I felt more than heard the voice. Oh, I know it well. That voice haunts many a dream, many a lonely seaward night, many a land bound tossing and turning and sweating in my tangled, empty bunk at the house.

Oh yeah. That voice cuts through everything and gets down to my core, right into my soul. My head vanishes into a foggy haze the instant that melodic set of pipes tickles my eardrums. I feel my eyes glaze over. I feel my body start floating.

Holy crap, it doesn’t matter what I’m doing, where I am, or how deep in thought I am. Once that voice chimes, my brain does an all-hands-on-deck … right before my mental faculties sink like a stone into a sea of delirious shyness and stupidity.

Maris.

I turned, dumbness seizing my tongue and turning it fat and sticky in my mouth, like I’d pushed a jarful of peanut butter into it all at once. I reddened – damn it, I blushed like a little frickin’ girl! – and felt all the tiny hairs on my body standing at attention, like they were reaching for her across the distance between us.

And I freaked, my heart crashing into my sternum as hard as a runaway steamer into a dock, when I saw how short that distance was. She stood right off my left shoulder, just a hair behind me, out of my line of sight. I didn’t see her coming.
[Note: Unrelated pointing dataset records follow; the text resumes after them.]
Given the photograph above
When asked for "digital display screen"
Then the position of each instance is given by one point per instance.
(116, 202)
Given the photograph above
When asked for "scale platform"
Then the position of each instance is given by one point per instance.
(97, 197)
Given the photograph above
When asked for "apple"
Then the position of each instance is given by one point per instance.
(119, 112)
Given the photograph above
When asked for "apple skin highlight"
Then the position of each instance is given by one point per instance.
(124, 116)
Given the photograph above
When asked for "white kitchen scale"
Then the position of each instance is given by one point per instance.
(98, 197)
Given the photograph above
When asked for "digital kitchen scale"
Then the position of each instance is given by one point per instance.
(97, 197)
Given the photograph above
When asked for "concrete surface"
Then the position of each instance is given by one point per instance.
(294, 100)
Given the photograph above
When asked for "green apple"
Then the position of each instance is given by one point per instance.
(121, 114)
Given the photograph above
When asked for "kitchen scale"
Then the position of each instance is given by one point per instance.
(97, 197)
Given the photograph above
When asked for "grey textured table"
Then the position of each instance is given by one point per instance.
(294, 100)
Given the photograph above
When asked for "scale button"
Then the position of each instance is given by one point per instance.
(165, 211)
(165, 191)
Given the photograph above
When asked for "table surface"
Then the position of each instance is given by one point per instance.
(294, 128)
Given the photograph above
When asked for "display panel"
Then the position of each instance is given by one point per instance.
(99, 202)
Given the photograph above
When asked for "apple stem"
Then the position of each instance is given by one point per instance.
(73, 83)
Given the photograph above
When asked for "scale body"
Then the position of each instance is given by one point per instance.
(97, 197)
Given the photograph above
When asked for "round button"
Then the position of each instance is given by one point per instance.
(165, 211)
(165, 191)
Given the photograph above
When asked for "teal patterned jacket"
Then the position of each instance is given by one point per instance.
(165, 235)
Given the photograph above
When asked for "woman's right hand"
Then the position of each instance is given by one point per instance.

Mom pretended the food on her plate was more fascinating than the seven wonders.

I tried to stand up quick, proper, but I smashed my thighs onto the table, which is bolted to the floor so drunk-ass sailors don’t topple it trying to get up or hurl it across the room at someone in an alcoholic rage, and I winced and cried out and my ass slammed back onto the bench with a mighty whooshing fart as the cushion expelled air under me. I blushed again, and she came around toward my mom, and put her hand on her shoulder. Mom looked up and gave her the warmest smile, and stood up to embrace and kiss her. Maris held on and they cooed at each other.

I writhed in unbridled agony, feeling the bruises rise on both legs under my jeans, cursing soft and careful under my breath so Maris wouldn’t hear me. In a second I recovered enough wits and coordination to slide out of the booth first before standing.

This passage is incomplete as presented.